Usable RAID capacity is the raw total minus whatever the level spends on redundancy. The raw total is simply the number of disks times the size of each disk. From there, each RAID level keeps a different share: RAID 0 keeps everything, RAID 5 gives up one disk to parity, RAID 6 gives up two, RAID 1 and RAID 10 mirror and so halve the usable space. The RAID calculator applies the right formula for any level and also shows efficiency and fault tolerance.

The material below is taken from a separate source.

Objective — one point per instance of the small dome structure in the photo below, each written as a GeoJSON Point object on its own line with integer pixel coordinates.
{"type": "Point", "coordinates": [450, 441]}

Here is how each common level works, and why the usable number lands where it does.
Start from the raw total
Every calculation begins with the raw capacity, which assumes all your disks are the same size:
raw total = number of disks × size of each disk
Six 2 TB disks give 12 TB raw. That figure is the ceiling. No RAID level gives you more than the raw total, and every level except RAID 0 gives you less, because some of the space goes to keeping a copy or a parity calculation.
Capacity by level
RAID 0 stripes data across the disks with no redundancy, so all of the raw total is usable. Four 1 TB disks give 4 TB usable. The catch is that losing any single disk loses the whole array.

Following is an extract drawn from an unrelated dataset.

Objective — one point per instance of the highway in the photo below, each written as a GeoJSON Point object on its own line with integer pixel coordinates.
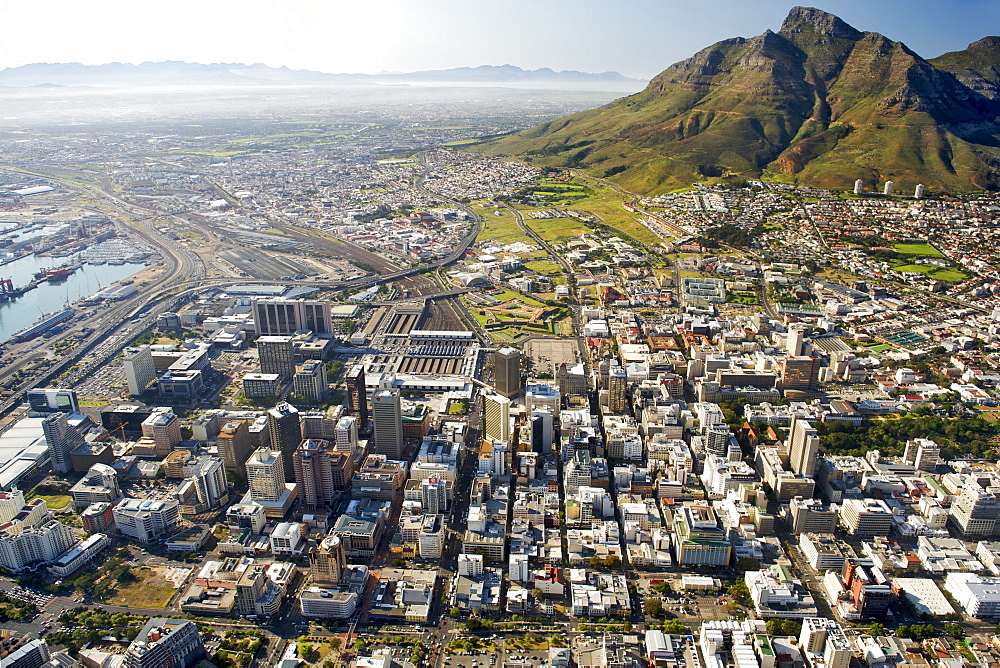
{"type": "Point", "coordinates": [114, 328]}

RAID 1 mirrors the same data onto every disk, so you get one disk worth of space no matter how many disks you add. Two 2 TB disks give 2 TB usable. Extra disks add resilience, not capacity.
RAID 5 uses single parity, which costs one disk worth of space spread across the set. Usable space is (disks − 1) × size. Four 4 TB disks give (4 − 1) × 4 = 12 TB. It survives one disk failure.
RAID 6 uses double parity, costing two disks worth. Usable is (disks − 2) × size. Six 2 TB disks give (6 − 2) × 2 = 8 TB. It survives two failures, which matters during the long rebuild after one disk dies.
RAID 10 stripes across mirrored pairs, so half the disks hold copies. Usable is half the raw total. Four 1 TB disks give 2 TB usable. It is fast and tolerant but expensive on space.
RAID 50 and 60 stripe several RAID 5 or RAID 6 groups together. Each group loses one disk (50) or two disks (60) to parity. Eight 1 TB disks split into two groups of four under RAID 60 give two groups of (4 − 2) × 1 = 4 TB usable.
Efficiency and the cost of protection
Storage efficiency is the usable share of the raw total, written as a percentage:
| Level | Disks | Usable | Efficiency |
|---|---|---|---|
| RAID 0 | 4 × 1 TB | 4 TB | 100% |
| RAID 5 | 4 × 1 TB | 3 TB | 75% |
| RAID 6 | 6 × 1 TB | 4 TB | 67% |
| RAID 10 | 4 × 1 TB | 2 TB | 50% |
Efficiency rises with more disks in parity levels, because the fixed one- or two-disk overhead is shared more widely. A RAID 5 set of ten disks is 90% efficient; a set of three is 67%. That is the trade behind choosing a wider array.
Fault tolerance is the other half
Capacity alone does not tell you whether the array is safe. Fault tolerance is how many disks can fail before data is lost. RAID 0 tolerates none. RAID 5 tolerates one, RAID 6 two. RAID 10 tolerates at least one and often more, as long as both disks in the same mirror do not fail together. RAID 50 tolerates one failure per group, RAID 60 two per group.
The reason RAID 6 exists is the rebuild window. When a disk in a RAID 5 array fails, the array is exposed until the replacement finishes rebuilding, which can take many hours on large drives. A second failure in that window loses everything. RAID 6 keeps you protected through it.
Getting the numbers in one step
The formulas are worth knowing, because they show why a level costs what it costs. Day to day, enter your level, disk count and disk size into the RAID calculator and it returns usable capacity, efficiency and fault tolerance together, so you can compare layouts before you buy drives. And whatever you pick, keep a separate backup: RAID guards against a dead disk, not against the file you wish you had not deleted.